Has anybody heard of, or tried Glo? I first came across it in an online Christian book shop. It appears to be an unusual combination of Bible software, an encyclopedia, and an interface you'd expect to see from Apple.

It's features are more or less as follows:

KJV translation
NIV translation
More translations to come
2,382 High resolution photos
7,500 Encyclopedia articles
463 Virtual reality tours
3.5+ hours of HD video
689 Works of art
147 maps
Windows only right now
Mac support coming in 2010
Web support coming in 2010
Mobile support coming in 2010
Single user license allows you to install on up to three computers

It does look very nice, and I'd love to try it, but at $80 AUD, it's not something I want to dive right into. There is evidently a sample version that has been mailed around to certain individuals, but is not available to the public, although the developers encourage people to share it.

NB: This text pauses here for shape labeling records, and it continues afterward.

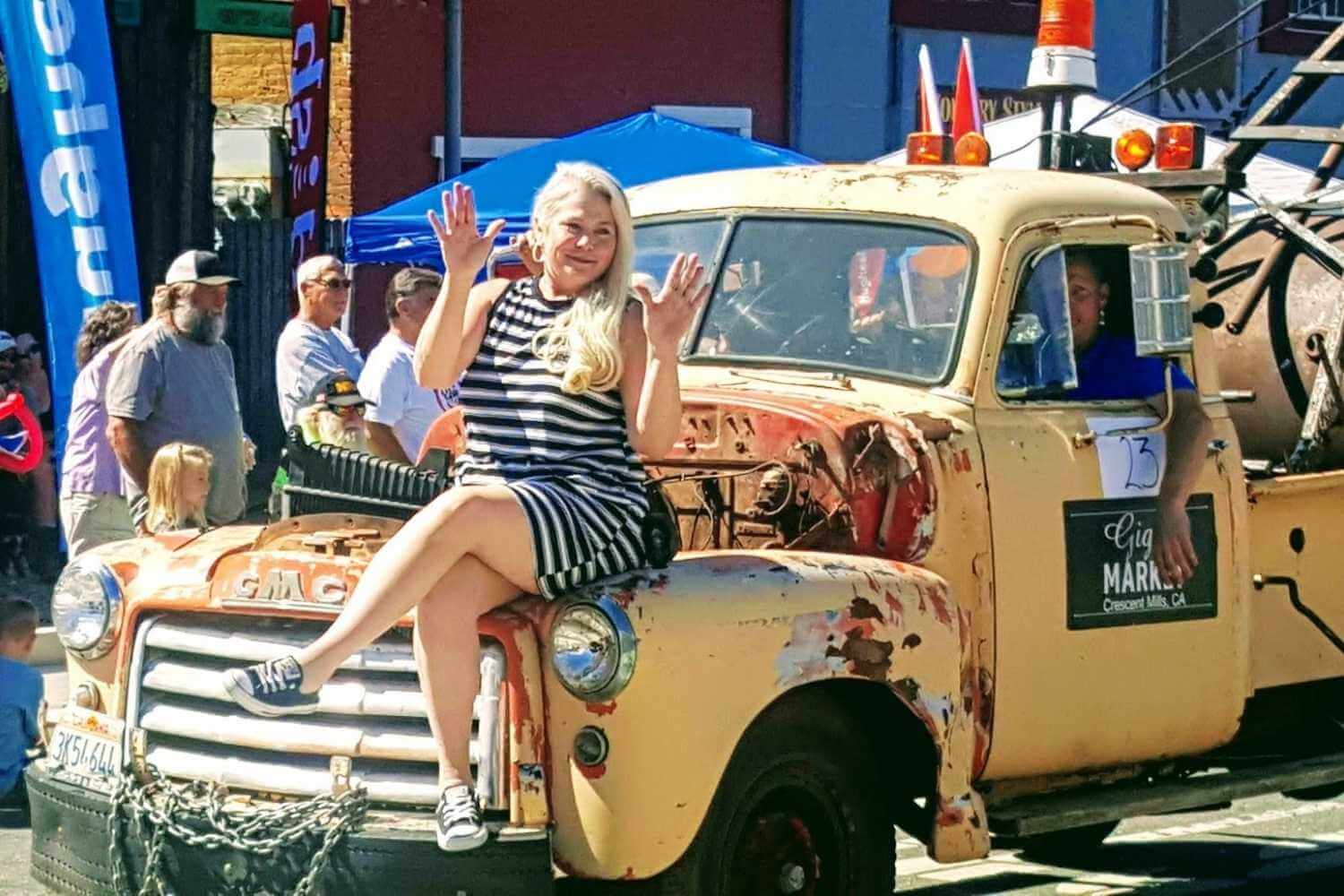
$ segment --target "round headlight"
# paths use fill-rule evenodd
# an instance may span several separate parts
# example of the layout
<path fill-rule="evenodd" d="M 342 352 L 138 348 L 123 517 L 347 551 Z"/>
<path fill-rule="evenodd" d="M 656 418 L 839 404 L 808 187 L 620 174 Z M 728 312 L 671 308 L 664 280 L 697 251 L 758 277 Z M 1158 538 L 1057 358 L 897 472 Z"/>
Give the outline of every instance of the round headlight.
<path fill-rule="evenodd" d="M 95 660 L 112 649 L 121 625 L 121 586 L 97 560 L 66 567 L 51 592 L 51 622 L 66 650 Z"/>
<path fill-rule="evenodd" d="M 555 614 L 551 664 L 560 684 L 579 700 L 610 700 L 634 674 L 630 617 L 606 595 L 575 600 Z"/>

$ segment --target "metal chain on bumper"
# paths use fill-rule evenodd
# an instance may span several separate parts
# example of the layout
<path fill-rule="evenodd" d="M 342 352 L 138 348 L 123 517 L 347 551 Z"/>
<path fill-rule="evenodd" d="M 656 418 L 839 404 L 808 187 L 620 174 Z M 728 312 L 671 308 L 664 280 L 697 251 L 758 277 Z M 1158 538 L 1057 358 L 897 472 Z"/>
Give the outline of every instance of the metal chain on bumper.
<path fill-rule="evenodd" d="M 199 849 L 234 849 L 253 856 L 274 856 L 281 849 L 320 833 L 321 845 L 313 852 L 308 873 L 293 889 L 294 896 L 309 896 L 332 850 L 359 826 L 368 811 L 368 798 L 363 789 L 336 795 L 323 794 L 266 809 L 226 807 L 226 791 L 219 785 L 203 780 L 175 783 L 153 766 L 146 766 L 146 771 L 148 783 L 141 785 L 133 775 L 122 775 L 112 795 L 108 852 L 113 892 L 117 896 L 132 892 L 134 887 L 122 856 L 122 809 L 130 810 L 141 840 L 145 826 L 151 826 L 144 880 L 134 891 L 138 896 L 168 896 L 171 892 L 163 868 L 168 834 Z M 206 822 L 208 829 L 199 830 L 190 821 L 198 825 Z"/>

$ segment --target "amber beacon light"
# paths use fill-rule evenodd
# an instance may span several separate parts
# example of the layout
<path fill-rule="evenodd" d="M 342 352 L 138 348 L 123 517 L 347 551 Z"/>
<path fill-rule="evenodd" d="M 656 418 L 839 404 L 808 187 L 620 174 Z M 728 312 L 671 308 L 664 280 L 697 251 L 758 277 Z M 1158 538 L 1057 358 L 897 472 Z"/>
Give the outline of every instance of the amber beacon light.
<path fill-rule="evenodd" d="M 906 163 L 911 165 L 946 165 L 952 161 L 952 137 L 930 130 L 917 130 L 906 137 Z"/>
<path fill-rule="evenodd" d="M 1157 129 L 1159 171 L 1189 171 L 1204 167 L 1204 129 L 1189 122 Z"/>
<path fill-rule="evenodd" d="M 1146 130 L 1136 128 L 1116 138 L 1116 161 L 1128 171 L 1138 171 L 1153 157 L 1153 138 Z"/>
<path fill-rule="evenodd" d="M 961 134 L 952 154 L 958 165 L 988 165 L 989 141 L 985 140 L 984 134 L 968 130 Z"/>
<path fill-rule="evenodd" d="M 1095 90 L 1095 0 L 1042 0 L 1028 90 Z"/>

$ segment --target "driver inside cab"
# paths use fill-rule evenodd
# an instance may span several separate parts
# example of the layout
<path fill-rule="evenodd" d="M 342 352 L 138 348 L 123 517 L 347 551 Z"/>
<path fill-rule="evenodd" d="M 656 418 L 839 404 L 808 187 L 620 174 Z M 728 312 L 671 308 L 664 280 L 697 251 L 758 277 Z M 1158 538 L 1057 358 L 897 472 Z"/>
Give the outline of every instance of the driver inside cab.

Anyway, what are your thoughts?


----------



## Edward (Nov 23, 2009)

ESword has more translations, more resources, and is cheaper unless you want to add a batch of modern translations.


----------



## JOwen (Nov 23, 2009)

Looks pretty, but perhaps a bit weak on the actual study side of things (commentaries, Greek, Hebrew, Lexicons, etc). I'll stick with Xiphos in Ubuntu. What a program!


----------



## DMcFadden (Nov 23, 2009)

David said:


> Has anybody heard of, or tried Glo? I first came across it in an online Christian book shop. It appears to be an unusual combination of Bible software, an encyclopedia, and an interface you'd expect to see from Apple.
> 
> It's features are more or less as follows:
> 
> ...



David, it is much like a high octane version of the old Illumina program. It excells in graphics, videos, and the like. It would not be the program you would want for "study" of the Bible. It would represent fun eye candy to play with for a diversion.


----------